Alhasil karena email singkat itu, ketiga sahabat Francis, nekat untuk melanglang buana sampai Barcelona, pasalnya mereka ada di Negara yang berbeda-beda. Dengan budget terbatas petualangan mereka sebagai solo travelers pun di mulai.

Solo Travelers? Yes… disinilah kocaknya, terutama kisah perjalanan Jusuf alias si ucup. Asli ya, ucup ini SCENE STEALER parah!!!! Suka banget sama karakternya yang fun ga tau malu tapi care banget sama orang yang dia sayang. Dan perjalanan ucup menuju Barcelona itu.. ah.. asli bikin ngakak sekaligus kasihan banget.

Kalau perjalanan Farah apalagi Retno terbilang biasa ya… karena mereka wanita kan, jadi mostly perjalanan mereka adalah perjalanan yang aman, dan cantik.

Sementara Francis? Yah karena semua perjalanan yang dilakukan menuju ke Francis, jadi kisah traveling Francis sendiri tidak terlalu diceritakan, kebanyakan justru bagaimana kisah francis menuntaskan hatinya. Cailah…

Kisah di novel ini sebenarnya bisa di duga sih, ketebak banget gitu lah sampai akhir. Tapi entah tetap fun aja bacanya, walau singkat banget jadi ga detail. Sayangnya disitu sih. Padahal saya berharap lebih di eksplore kisah persahabatan keempatnya, dan terutama edisi travelingnya.

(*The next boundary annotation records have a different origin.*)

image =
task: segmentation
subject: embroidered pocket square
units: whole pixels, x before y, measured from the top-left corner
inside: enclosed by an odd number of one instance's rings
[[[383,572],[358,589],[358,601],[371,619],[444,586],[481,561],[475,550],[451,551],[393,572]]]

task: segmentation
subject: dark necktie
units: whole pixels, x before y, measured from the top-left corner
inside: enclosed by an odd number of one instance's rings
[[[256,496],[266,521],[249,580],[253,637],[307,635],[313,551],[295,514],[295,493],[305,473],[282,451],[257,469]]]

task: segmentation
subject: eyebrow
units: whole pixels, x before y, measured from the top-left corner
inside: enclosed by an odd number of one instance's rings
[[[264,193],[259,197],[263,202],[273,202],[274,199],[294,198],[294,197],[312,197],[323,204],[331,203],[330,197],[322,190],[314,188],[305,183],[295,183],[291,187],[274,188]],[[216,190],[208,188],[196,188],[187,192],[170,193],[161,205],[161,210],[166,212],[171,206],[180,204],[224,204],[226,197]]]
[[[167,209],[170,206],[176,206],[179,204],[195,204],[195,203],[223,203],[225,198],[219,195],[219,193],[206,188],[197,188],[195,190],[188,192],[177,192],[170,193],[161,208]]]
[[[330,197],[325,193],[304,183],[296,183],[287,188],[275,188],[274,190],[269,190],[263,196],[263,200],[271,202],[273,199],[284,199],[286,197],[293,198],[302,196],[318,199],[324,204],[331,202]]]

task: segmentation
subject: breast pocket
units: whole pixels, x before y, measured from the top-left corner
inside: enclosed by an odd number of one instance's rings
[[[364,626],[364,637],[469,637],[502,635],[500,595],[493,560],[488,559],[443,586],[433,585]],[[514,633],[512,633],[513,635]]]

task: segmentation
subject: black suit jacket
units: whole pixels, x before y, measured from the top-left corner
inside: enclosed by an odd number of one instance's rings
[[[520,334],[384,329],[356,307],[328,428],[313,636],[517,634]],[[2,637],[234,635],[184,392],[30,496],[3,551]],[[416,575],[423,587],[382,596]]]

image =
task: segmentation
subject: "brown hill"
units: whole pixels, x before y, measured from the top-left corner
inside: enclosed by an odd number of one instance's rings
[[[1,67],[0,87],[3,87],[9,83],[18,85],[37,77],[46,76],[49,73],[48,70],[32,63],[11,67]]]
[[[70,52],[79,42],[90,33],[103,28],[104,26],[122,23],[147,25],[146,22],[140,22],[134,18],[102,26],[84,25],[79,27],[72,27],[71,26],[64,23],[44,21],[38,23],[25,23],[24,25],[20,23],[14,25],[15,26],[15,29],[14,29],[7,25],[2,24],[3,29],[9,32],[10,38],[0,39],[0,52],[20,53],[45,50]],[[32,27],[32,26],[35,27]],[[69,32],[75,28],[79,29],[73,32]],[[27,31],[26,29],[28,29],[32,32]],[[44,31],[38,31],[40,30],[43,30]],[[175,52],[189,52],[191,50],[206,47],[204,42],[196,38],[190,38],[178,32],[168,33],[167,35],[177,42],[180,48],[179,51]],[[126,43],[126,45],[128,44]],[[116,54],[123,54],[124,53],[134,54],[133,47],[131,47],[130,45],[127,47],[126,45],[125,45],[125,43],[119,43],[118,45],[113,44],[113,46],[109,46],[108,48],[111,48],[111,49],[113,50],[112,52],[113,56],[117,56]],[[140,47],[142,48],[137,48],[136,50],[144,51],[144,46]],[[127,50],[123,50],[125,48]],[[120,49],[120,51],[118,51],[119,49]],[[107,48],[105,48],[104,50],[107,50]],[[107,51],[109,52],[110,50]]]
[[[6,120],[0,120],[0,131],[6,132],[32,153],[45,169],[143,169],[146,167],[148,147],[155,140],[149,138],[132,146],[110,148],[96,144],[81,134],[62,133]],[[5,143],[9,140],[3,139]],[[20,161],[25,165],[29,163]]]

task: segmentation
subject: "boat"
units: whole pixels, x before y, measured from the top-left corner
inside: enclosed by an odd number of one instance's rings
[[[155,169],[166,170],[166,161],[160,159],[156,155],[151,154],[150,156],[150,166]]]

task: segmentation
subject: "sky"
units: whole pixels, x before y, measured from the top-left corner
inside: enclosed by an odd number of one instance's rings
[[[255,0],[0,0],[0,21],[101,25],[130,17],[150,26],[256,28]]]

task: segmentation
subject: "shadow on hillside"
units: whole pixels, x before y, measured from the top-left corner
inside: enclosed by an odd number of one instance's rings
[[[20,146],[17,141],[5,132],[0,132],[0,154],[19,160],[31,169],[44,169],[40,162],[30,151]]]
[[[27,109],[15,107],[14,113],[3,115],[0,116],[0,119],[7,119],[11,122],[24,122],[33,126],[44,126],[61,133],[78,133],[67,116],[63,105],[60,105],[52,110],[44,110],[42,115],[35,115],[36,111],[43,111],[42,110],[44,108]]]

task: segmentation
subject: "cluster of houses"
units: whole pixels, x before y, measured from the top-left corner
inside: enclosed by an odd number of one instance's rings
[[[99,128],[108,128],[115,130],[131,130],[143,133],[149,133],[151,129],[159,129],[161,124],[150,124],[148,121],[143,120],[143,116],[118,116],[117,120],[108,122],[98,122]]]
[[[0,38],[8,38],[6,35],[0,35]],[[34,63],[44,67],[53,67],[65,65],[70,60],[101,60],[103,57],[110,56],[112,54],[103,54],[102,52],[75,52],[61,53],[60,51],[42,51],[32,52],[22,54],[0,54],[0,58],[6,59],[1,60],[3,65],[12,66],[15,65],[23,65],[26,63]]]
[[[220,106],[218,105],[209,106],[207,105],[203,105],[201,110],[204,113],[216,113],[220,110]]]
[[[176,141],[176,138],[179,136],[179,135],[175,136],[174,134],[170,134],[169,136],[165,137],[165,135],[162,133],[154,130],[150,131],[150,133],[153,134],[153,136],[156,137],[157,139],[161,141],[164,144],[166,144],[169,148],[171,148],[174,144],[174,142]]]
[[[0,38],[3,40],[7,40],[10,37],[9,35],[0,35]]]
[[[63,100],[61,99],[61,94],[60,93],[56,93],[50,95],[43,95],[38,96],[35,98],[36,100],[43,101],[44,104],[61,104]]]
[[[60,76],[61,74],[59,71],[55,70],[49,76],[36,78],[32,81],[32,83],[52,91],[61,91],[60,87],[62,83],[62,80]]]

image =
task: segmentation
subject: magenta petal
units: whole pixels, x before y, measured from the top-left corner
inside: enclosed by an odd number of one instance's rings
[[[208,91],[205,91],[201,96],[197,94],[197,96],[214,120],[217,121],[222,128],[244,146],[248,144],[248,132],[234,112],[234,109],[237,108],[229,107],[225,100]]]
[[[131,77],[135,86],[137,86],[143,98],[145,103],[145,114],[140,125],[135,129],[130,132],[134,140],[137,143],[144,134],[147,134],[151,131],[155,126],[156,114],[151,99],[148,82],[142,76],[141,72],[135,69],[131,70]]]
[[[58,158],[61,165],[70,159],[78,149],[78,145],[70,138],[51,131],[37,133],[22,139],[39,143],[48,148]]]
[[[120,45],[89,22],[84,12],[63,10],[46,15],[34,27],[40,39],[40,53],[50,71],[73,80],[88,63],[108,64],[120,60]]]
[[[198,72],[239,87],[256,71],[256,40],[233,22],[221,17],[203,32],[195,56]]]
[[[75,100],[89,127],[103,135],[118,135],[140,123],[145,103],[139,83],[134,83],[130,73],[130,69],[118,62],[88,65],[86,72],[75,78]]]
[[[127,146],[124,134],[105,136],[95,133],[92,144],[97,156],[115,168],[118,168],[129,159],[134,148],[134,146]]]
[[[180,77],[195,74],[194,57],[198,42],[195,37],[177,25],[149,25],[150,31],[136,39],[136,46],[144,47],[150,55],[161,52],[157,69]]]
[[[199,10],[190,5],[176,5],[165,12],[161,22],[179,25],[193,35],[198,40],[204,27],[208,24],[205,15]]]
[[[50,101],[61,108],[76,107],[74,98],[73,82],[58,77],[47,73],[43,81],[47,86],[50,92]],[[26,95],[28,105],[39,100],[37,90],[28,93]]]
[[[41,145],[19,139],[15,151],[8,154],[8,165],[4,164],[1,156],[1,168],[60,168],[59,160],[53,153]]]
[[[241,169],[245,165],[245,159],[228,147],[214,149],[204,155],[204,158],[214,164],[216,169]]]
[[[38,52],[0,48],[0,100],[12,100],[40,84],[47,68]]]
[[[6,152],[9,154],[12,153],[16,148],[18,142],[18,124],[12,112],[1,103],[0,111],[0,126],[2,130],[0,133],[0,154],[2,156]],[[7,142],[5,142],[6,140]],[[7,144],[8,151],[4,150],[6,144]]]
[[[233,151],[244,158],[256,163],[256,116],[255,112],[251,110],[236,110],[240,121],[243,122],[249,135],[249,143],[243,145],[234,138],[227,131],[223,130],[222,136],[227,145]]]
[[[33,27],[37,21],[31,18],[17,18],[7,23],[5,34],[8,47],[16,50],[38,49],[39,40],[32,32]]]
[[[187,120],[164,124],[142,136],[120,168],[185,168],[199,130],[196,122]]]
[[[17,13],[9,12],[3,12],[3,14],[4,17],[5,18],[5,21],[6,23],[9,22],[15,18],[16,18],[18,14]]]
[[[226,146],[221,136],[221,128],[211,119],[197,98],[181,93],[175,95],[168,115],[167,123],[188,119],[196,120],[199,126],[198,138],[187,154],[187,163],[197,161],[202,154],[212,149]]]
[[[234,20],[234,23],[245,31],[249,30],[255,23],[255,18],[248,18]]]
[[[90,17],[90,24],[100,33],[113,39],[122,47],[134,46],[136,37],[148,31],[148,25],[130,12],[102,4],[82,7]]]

Yang bikin saya salut sama novel ini adalah penulisnya, novel ini ditulis oleh 4 penulis loh, kebayang ribetnya kayak apa yakan, tapi ga kelihatan loh pas baca. Mulus banget pengisahannya.

Saya suka banyak footnote mulai dari yang ngebanyol sampai yang serius, ada juga beberapa tips perjalanan yang makin bikin mupeng pengen traveling pas baca.

Pastinya saya agak kecewa, karena novel ini terlalu tipis, terlalu terburu-buru, terlalu memaksakan kisah akhirnya. Padahal kalau dibikin lebih panjang, konfliknya lebih dalam, mungkin akan semakin menarik.

Tapi overall, buku yang bagus untuk dibaca kok! Ga sabar buat nonton filmnya, kayaknya bakal se fun novelnya!

“Barang habis dijual beli. Tapi pengalaman tidak akan pernah habis untuk diingat dan diceritakan”

PS : para Pemainnya itu, Morgan Oey, Deva Mahenra, Mikha Tambayong dan Anggika Bolsterli. Coba tebak siapa jadi siapa?